Having interceded on behalf of all living creatures, the Bodhisatta arose, established the King in the Five Precepts and said, “Walk in righteousness, great King. Walk in righteousness and justice towards parents, children, townsmen, and country folk, so that when this earthly body is dissolved, you may enter the bliss of heaven.”

Thus, with the grace and charm that marks a Buddha, he taught the Dharma to the King. He stayed for a few days in the pleasure garden in order to instruct him, and then with his attendant herd he went into the forest again.

That doe gave birth to a fawn as fair as the opening bud of the lotus. He used to play about with the Branch deer. Seeing this his mother said to him, “My child, don’t go about with him, only go about with the herd of the Banyan deer.” And in order to persuade him, she repeated this stanza:

Keep only with the Banyan deer, and shun

The Branch deer’s herd; more welcome far

Is death, my child, in Banyan’s company,

Than even the most bountiful life with Branch.

Afterwards the deer, now enjoying immunity, used to eat men’s crops, and the men, remembering the immunity granted to them, did not dare to hit the deer or drive them away. So they assembled in the King’s courtyard and put the matter before him. He said, “When the Banyan deer won my favor, I promised him a boon. I would rather give up my kingdom than break my promise. Be gone! No one in my kingdom may harm the deer.”
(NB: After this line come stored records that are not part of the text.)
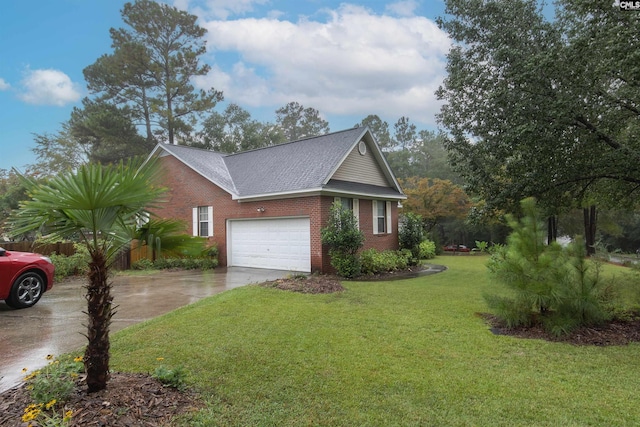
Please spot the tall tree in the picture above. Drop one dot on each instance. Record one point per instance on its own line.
(102, 205)
(298, 122)
(234, 131)
(57, 153)
(162, 45)
(524, 119)
(107, 132)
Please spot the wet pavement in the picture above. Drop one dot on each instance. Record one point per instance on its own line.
(55, 324)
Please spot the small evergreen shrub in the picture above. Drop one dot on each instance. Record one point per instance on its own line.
(559, 288)
(427, 249)
(375, 262)
(346, 264)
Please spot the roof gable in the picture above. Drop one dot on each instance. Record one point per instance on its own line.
(301, 166)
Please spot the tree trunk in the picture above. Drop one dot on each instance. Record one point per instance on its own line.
(590, 222)
(552, 229)
(147, 116)
(96, 356)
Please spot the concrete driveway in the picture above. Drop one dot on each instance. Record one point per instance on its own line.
(55, 324)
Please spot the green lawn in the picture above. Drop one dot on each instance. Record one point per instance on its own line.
(401, 353)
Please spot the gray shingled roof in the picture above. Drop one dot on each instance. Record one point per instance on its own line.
(301, 165)
(209, 164)
(304, 165)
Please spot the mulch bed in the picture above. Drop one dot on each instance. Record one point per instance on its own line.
(612, 333)
(314, 284)
(130, 400)
(137, 400)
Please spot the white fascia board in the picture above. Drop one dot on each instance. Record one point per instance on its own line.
(225, 188)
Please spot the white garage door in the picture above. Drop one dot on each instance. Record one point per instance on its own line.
(279, 244)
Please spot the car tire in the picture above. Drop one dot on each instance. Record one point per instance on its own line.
(26, 290)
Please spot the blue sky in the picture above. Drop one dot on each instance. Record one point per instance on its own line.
(347, 59)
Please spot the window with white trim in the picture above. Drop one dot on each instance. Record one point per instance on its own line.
(350, 204)
(203, 221)
(381, 217)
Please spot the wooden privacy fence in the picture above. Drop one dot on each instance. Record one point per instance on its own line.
(140, 251)
(59, 248)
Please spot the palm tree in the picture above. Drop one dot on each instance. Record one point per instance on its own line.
(101, 206)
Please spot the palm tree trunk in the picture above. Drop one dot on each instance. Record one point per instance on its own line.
(96, 356)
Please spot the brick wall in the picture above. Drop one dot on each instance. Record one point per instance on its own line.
(187, 190)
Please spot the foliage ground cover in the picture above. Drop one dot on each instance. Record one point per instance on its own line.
(410, 352)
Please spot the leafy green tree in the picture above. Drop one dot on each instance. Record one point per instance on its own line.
(434, 200)
(162, 45)
(100, 205)
(106, 132)
(298, 122)
(234, 131)
(344, 239)
(560, 289)
(524, 120)
(411, 235)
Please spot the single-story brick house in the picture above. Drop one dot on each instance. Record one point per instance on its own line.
(264, 208)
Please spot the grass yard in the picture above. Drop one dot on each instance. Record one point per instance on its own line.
(395, 353)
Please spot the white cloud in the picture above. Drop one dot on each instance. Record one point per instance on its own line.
(402, 8)
(220, 9)
(49, 87)
(355, 62)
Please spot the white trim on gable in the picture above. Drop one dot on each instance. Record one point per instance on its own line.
(195, 219)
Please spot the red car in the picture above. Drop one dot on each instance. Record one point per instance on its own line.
(456, 248)
(24, 277)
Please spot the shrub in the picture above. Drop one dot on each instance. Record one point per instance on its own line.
(54, 382)
(410, 235)
(375, 262)
(344, 240)
(559, 288)
(142, 264)
(427, 249)
(73, 265)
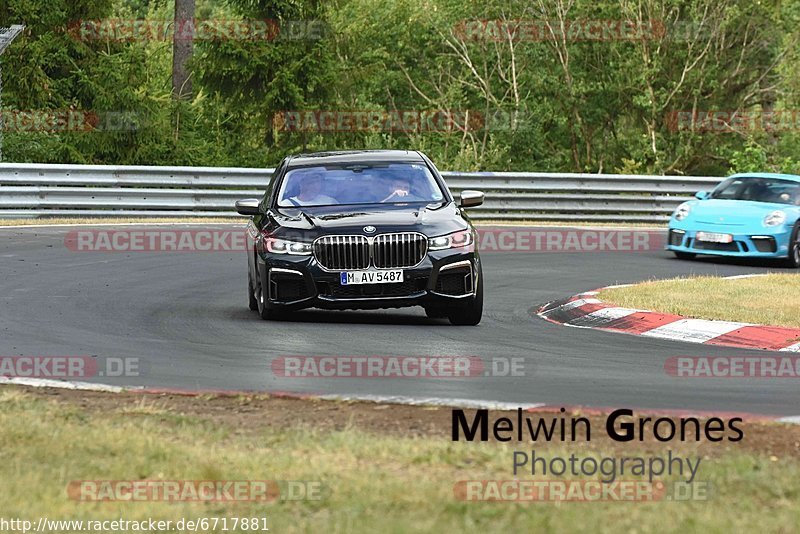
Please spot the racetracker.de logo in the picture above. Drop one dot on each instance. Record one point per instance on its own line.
(507, 239)
(67, 367)
(156, 240)
(733, 121)
(127, 30)
(534, 30)
(733, 366)
(395, 367)
(522, 490)
(210, 491)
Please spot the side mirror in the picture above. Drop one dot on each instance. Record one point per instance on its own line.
(471, 198)
(248, 206)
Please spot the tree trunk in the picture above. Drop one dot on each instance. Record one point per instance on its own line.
(182, 45)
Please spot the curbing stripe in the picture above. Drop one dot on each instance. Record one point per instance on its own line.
(694, 330)
(585, 310)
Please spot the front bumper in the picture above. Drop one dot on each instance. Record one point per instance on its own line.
(442, 279)
(765, 243)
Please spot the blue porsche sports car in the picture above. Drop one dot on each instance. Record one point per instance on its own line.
(753, 215)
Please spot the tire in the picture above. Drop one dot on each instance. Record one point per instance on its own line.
(470, 312)
(251, 292)
(793, 258)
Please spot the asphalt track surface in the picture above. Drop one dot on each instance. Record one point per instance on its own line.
(185, 315)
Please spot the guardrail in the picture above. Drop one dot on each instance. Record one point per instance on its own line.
(35, 190)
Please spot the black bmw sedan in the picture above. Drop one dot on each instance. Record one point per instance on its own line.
(362, 230)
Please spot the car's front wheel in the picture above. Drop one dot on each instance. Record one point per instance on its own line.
(794, 248)
(469, 313)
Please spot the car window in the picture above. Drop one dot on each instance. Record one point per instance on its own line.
(363, 183)
(759, 190)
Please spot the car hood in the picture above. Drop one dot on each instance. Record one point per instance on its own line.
(733, 212)
(429, 219)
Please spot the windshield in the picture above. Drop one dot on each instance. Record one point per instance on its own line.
(759, 190)
(380, 183)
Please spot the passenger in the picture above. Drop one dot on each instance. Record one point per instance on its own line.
(311, 192)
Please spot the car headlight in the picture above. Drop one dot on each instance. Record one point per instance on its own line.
(460, 239)
(284, 246)
(682, 212)
(775, 218)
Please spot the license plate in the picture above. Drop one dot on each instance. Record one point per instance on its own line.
(712, 237)
(371, 277)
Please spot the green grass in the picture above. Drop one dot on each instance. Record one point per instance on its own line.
(373, 483)
(773, 299)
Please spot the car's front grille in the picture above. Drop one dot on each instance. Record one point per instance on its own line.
(391, 251)
(676, 237)
(719, 247)
(342, 252)
(387, 251)
(765, 244)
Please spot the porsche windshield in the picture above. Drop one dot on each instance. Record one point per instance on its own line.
(385, 183)
(759, 190)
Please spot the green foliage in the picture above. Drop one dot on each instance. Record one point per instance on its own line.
(576, 105)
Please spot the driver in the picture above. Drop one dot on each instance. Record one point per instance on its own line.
(400, 191)
(311, 192)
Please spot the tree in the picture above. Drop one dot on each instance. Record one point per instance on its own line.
(182, 48)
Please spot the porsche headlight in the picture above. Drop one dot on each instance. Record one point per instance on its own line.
(682, 212)
(775, 218)
(458, 239)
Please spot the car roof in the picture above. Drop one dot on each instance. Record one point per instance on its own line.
(777, 176)
(355, 156)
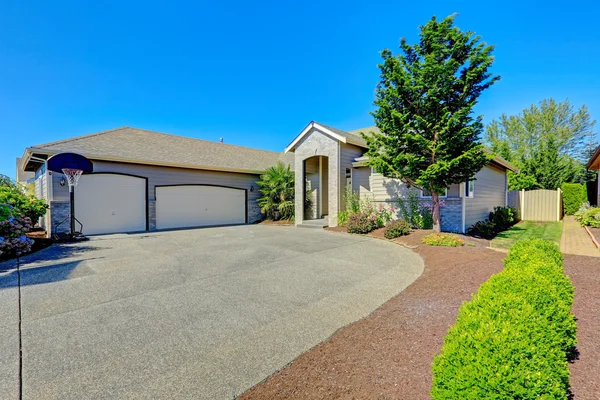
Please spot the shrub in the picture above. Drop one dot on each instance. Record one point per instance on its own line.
(443, 239)
(512, 340)
(23, 204)
(343, 218)
(574, 195)
(277, 190)
(588, 216)
(397, 228)
(501, 219)
(362, 222)
(13, 241)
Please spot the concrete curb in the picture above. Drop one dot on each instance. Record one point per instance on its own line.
(592, 237)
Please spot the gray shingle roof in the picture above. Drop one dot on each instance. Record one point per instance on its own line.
(149, 147)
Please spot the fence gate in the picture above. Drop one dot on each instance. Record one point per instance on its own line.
(537, 205)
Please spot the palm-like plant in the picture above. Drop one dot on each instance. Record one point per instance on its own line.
(277, 188)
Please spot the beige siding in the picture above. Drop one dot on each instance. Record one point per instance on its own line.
(489, 192)
(361, 182)
(158, 176)
(348, 154)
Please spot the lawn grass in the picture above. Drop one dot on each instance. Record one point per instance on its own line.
(550, 231)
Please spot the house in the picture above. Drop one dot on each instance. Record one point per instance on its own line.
(145, 181)
(328, 160)
(594, 165)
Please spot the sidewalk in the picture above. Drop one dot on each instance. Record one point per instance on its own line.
(575, 239)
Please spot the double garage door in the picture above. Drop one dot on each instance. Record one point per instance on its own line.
(114, 203)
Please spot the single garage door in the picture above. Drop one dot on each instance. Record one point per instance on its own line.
(199, 205)
(111, 203)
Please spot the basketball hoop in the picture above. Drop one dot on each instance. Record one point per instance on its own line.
(72, 176)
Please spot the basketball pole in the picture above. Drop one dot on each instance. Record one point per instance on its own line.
(72, 198)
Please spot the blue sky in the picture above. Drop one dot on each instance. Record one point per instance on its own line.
(255, 73)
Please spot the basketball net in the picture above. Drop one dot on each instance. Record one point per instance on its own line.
(72, 176)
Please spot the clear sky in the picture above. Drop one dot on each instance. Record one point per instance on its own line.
(256, 72)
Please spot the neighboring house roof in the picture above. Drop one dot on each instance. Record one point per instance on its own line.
(142, 146)
(594, 163)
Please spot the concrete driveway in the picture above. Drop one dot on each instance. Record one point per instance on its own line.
(202, 314)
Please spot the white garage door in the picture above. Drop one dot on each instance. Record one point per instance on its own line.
(198, 205)
(111, 203)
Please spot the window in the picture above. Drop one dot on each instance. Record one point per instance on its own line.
(426, 194)
(469, 189)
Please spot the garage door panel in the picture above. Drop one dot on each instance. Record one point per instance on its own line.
(111, 203)
(192, 206)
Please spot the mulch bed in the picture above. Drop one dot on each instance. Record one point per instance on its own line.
(595, 233)
(388, 354)
(585, 371)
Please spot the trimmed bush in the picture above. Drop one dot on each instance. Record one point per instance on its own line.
(443, 239)
(574, 195)
(397, 228)
(512, 340)
(588, 215)
(362, 222)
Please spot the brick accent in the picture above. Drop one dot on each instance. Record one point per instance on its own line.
(59, 211)
(451, 217)
(152, 215)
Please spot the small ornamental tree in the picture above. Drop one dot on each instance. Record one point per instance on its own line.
(425, 98)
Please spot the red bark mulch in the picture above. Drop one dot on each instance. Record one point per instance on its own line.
(595, 233)
(585, 372)
(388, 354)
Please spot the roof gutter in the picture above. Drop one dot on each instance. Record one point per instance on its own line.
(150, 162)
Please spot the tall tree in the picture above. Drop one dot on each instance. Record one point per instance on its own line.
(425, 98)
(550, 142)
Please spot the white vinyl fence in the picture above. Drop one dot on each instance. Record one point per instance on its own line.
(537, 205)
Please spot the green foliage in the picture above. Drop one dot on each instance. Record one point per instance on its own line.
(498, 220)
(550, 143)
(23, 204)
(420, 217)
(353, 204)
(588, 216)
(397, 228)
(425, 98)
(276, 186)
(443, 239)
(362, 222)
(343, 218)
(512, 340)
(574, 195)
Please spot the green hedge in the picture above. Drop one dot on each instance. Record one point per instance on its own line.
(512, 340)
(574, 195)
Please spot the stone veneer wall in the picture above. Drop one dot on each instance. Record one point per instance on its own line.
(451, 213)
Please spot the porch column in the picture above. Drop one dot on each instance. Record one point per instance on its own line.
(320, 193)
(299, 190)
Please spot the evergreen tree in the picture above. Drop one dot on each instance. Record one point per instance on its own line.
(425, 98)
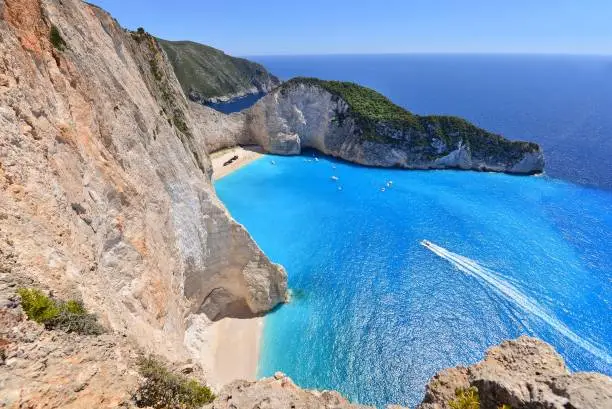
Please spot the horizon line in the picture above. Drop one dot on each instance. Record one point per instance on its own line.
(501, 53)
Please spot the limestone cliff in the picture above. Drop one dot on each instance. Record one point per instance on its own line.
(522, 373)
(106, 190)
(362, 126)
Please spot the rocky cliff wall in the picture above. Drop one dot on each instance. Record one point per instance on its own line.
(304, 113)
(106, 191)
(220, 130)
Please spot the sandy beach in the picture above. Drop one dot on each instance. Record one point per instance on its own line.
(246, 154)
(235, 349)
(234, 343)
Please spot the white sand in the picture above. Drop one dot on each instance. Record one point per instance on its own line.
(246, 154)
(234, 343)
(237, 349)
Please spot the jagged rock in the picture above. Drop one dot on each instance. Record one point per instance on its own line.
(105, 183)
(310, 113)
(277, 392)
(52, 369)
(522, 373)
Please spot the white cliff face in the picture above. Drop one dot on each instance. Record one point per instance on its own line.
(308, 116)
(106, 190)
(218, 129)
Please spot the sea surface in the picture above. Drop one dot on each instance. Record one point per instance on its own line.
(562, 102)
(375, 313)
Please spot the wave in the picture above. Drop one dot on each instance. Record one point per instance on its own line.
(504, 288)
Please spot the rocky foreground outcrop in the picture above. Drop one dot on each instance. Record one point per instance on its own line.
(359, 125)
(522, 373)
(105, 183)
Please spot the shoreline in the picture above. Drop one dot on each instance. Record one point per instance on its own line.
(234, 343)
(235, 350)
(246, 155)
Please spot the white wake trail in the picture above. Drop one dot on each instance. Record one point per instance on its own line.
(511, 293)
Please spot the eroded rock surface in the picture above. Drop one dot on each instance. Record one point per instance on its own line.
(277, 392)
(522, 373)
(303, 113)
(105, 182)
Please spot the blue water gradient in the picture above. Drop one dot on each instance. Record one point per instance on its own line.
(561, 102)
(374, 314)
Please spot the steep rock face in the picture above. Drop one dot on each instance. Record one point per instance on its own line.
(207, 74)
(218, 129)
(372, 131)
(278, 392)
(105, 182)
(522, 373)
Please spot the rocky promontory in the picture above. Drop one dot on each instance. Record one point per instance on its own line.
(360, 125)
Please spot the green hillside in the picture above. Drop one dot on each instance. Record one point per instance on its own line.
(205, 72)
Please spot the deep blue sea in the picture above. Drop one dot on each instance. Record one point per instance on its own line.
(374, 314)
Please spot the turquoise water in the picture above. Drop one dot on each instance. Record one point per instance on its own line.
(375, 314)
(561, 102)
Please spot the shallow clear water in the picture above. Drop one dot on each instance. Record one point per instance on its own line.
(562, 102)
(375, 314)
(236, 104)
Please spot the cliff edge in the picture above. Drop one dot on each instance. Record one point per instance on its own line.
(209, 75)
(360, 125)
(106, 184)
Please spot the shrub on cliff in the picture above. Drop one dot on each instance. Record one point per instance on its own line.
(69, 316)
(465, 399)
(161, 389)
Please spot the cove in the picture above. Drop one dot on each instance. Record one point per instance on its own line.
(374, 314)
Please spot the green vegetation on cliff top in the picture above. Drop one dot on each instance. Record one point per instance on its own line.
(371, 108)
(205, 72)
(68, 316)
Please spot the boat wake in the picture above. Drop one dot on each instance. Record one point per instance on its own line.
(495, 280)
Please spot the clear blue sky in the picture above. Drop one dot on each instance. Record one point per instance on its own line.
(251, 27)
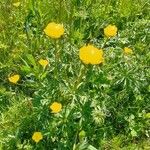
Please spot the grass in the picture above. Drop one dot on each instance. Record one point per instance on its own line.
(104, 106)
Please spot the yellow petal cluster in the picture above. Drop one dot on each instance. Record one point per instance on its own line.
(37, 136)
(56, 107)
(43, 62)
(91, 55)
(128, 50)
(110, 31)
(54, 30)
(14, 79)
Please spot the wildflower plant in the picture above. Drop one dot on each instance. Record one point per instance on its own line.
(74, 75)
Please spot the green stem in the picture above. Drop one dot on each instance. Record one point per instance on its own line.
(56, 59)
(79, 79)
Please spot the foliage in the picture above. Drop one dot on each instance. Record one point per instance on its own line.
(103, 106)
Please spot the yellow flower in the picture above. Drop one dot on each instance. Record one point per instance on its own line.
(17, 4)
(56, 107)
(110, 31)
(128, 50)
(54, 30)
(43, 62)
(91, 55)
(14, 79)
(37, 136)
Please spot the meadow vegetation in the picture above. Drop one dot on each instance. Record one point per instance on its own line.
(74, 75)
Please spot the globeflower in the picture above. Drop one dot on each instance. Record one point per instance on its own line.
(56, 107)
(37, 136)
(54, 30)
(14, 79)
(128, 50)
(110, 31)
(43, 62)
(91, 55)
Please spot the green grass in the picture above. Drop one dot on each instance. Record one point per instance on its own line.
(104, 106)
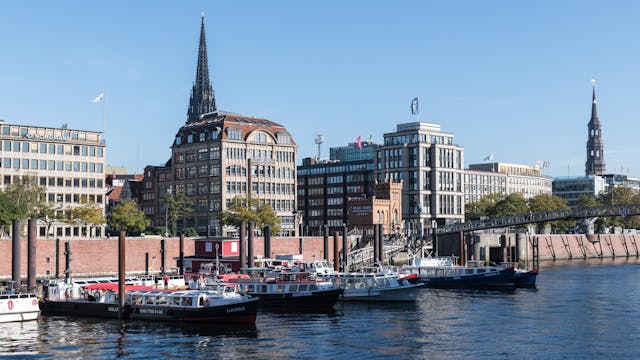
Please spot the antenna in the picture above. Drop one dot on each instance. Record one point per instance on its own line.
(319, 140)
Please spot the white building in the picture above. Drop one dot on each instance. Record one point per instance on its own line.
(68, 163)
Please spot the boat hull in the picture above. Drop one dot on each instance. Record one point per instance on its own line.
(321, 300)
(406, 293)
(18, 307)
(526, 278)
(241, 312)
(502, 278)
(82, 308)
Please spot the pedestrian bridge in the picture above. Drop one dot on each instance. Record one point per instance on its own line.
(540, 217)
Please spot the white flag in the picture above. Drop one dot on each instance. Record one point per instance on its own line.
(98, 98)
(414, 106)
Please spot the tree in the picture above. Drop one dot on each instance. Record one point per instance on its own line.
(20, 200)
(27, 197)
(620, 195)
(545, 202)
(126, 216)
(50, 214)
(512, 204)
(177, 206)
(242, 210)
(86, 215)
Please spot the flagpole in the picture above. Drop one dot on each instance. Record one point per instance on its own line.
(104, 126)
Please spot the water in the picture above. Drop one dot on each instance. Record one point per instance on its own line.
(587, 309)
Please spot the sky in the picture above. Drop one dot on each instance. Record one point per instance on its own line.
(512, 79)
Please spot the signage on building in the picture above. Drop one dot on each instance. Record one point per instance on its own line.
(49, 137)
(361, 210)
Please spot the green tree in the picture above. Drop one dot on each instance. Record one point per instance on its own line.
(177, 206)
(512, 204)
(86, 215)
(545, 202)
(50, 214)
(620, 195)
(242, 210)
(27, 197)
(126, 216)
(20, 200)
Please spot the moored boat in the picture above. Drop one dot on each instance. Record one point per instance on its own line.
(445, 273)
(375, 286)
(287, 290)
(16, 306)
(222, 305)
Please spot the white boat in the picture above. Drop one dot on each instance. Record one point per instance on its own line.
(375, 286)
(18, 307)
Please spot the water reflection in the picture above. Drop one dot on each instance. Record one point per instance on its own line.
(19, 338)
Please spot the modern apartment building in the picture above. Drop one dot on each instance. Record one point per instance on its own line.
(430, 165)
(504, 178)
(68, 163)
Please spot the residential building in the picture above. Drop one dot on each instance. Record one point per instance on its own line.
(217, 156)
(430, 166)
(68, 163)
(571, 188)
(504, 178)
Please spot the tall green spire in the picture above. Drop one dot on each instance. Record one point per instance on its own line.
(202, 99)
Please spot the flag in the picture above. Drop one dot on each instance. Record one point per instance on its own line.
(98, 98)
(414, 106)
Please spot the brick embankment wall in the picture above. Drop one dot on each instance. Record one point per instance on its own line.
(579, 246)
(94, 256)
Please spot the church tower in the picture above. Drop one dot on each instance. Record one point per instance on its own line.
(202, 99)
(595, 148)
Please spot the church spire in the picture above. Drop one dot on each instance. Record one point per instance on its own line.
(202, 99)
(595, 164)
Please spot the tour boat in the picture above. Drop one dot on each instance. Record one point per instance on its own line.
(443, 272)
(286, 290)
(16, 306)
(220, 305)
(375, 286)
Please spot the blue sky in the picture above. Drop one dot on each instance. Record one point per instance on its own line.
(509, 78)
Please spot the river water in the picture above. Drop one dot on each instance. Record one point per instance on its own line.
(580, 309)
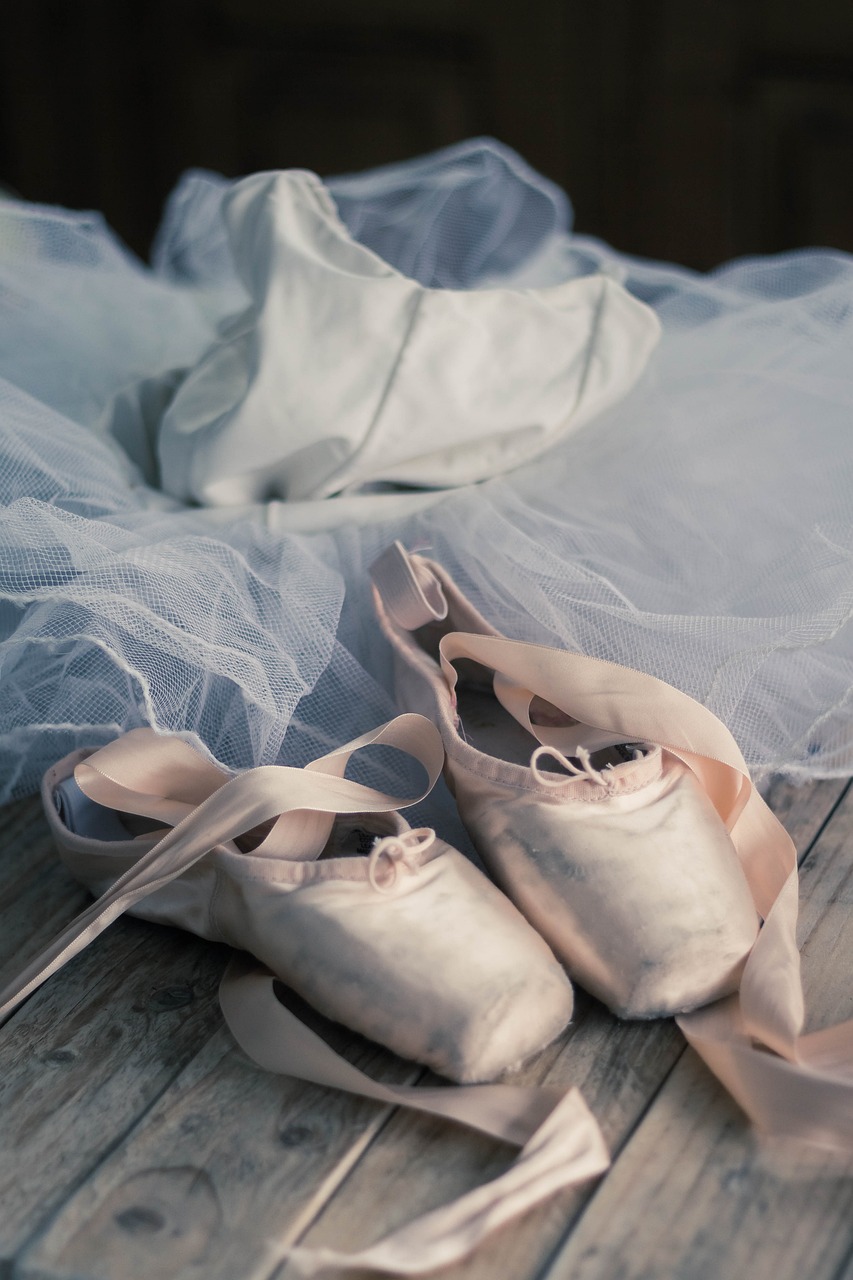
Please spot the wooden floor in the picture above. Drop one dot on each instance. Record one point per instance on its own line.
(137, 1142)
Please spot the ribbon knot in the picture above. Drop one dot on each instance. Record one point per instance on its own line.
(405, 849)
(584, 771)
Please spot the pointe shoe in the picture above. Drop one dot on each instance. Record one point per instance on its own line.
(386, 929)
(583, 794)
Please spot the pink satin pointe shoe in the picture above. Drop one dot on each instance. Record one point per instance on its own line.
(379, 927)
(580, 790)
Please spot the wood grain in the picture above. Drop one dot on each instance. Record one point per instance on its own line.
(218, 1176)
(697, 1192)
(140, 1143)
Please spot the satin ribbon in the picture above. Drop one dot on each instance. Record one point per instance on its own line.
(788, 1083)
(164, 778)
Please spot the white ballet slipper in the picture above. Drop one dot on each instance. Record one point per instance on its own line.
(619, 859)
(383, 928)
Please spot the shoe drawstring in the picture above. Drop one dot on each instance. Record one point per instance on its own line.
(585, 771)
(406, 850)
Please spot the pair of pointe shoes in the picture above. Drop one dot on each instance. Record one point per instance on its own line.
(610, 856)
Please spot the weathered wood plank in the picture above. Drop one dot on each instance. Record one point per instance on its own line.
(231, 1159)
(619, 1066)
(696, 1192)
(90, 1051)
(229, 1165)
(89, 1054)
(419, 1164)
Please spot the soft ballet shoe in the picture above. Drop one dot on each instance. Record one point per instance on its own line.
(568, 776)
(386, 929)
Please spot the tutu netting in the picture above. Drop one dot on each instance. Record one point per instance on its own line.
(701, 529)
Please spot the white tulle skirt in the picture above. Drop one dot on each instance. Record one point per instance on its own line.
(701, 529)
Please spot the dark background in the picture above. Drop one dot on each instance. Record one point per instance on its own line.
(684, 129)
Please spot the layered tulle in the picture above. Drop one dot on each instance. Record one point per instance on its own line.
(699, 530)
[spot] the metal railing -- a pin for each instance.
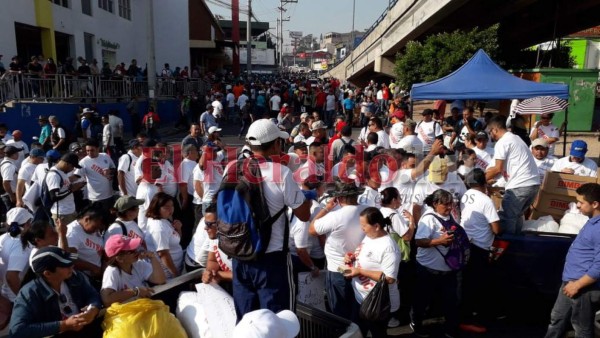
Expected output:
(61, 87)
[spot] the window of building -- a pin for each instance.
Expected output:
(106, 5)
(64, 3)
(125, 9)
(86, 7)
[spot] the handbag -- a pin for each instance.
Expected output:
(376, 306)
But when Banyan heard about this, he called his herd together and said, “From now on you will not eat the crops of men.” And having done this, he sent a message to the men, saying, “From this day on, do not fence your fields, but merely mark the boundaries with leaves tied up around them.” And so, we hear, the custom began of tying up leaves to indicate the boundaries of the fields. And after that a deer was never known to trespass on a field marked in that way for they had been instructed by the Bodhisatta.

This is how the Bodhisatta ruled the deer of his herd, and this is how he acted all his life. At the end of a long life he passed away to fare according to his karma. The King too lived by the Bodhisatta’s teachings, and after a life spent in good works passed away to fare according to his karma.

At the close of this lesson, the Master repeated that, as now, in bygone days he had also been the salvation of the mother and her son. Then he preached the Four Noble Truths and showed the connection, linking the two stories he had told together. He identified the birth by saying, “Devadatta was the Branch deer of those days, and his followers were that deer’s herd. The nun was the doe, and Prince Kassapa was her son. Ānanda was the King, and I was King Banyan Deer.”